Engagement with the valuation industry to provide insight for this article suggested that although technology can support valuation, an overreliance on it without an underlying understanding of valuation technique and process can lead to potential problems.

RICS Valuation – Global Standards (Red Book Global Standards) is being updated this year, incorporating coverage of valuation modelling and data included in the 2024 International Valuation Standards (IVS) effective from 31 January 2025. 

RICS will also need to think more widely about how to integrate tools such as valuation software into future guidance. 

Stakeholders offer software insight

To get a clearer idea of the benefits and risks associated with such software, I consulted valuers, valuation users, software providers and technology specialists.
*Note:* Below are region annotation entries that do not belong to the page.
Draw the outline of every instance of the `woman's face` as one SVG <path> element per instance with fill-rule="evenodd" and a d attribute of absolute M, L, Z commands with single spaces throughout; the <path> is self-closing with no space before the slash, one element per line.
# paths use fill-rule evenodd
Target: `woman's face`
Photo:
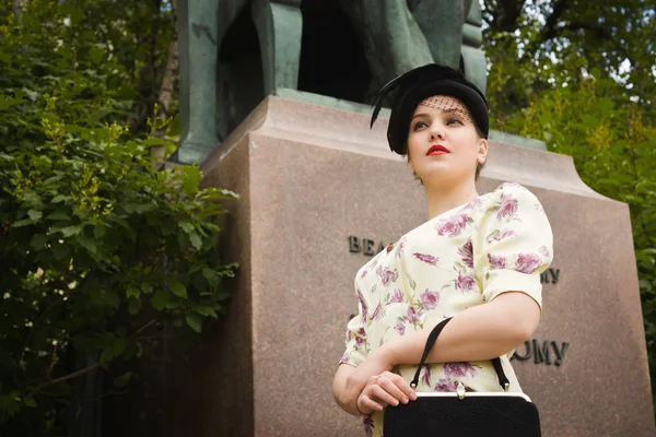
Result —
<path fill-rule="evenodd" d="M 457 98 L 433 96 L 414 109 L 408 133 L 408 165 L 424 185 L 473 179 L 485 161 L 481 139 L 467 107 Z"/>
Together, they suggested there are four main types of product commonly used in the profession:

  • off-the-shelf valuation packages
  • valuation software developed in partnership with providers
  • in-house software
  • spreadsheet-based products and templates. 

The use of these types varies globally and by size of valuation firm. The cost of software can mean that smaller firms may prefer to develop their own spreadsheet templates, but this is not always the case. Some large, global software providers have a significant market share in some instances. There are also specialist products for specific sectors and valuation purposes.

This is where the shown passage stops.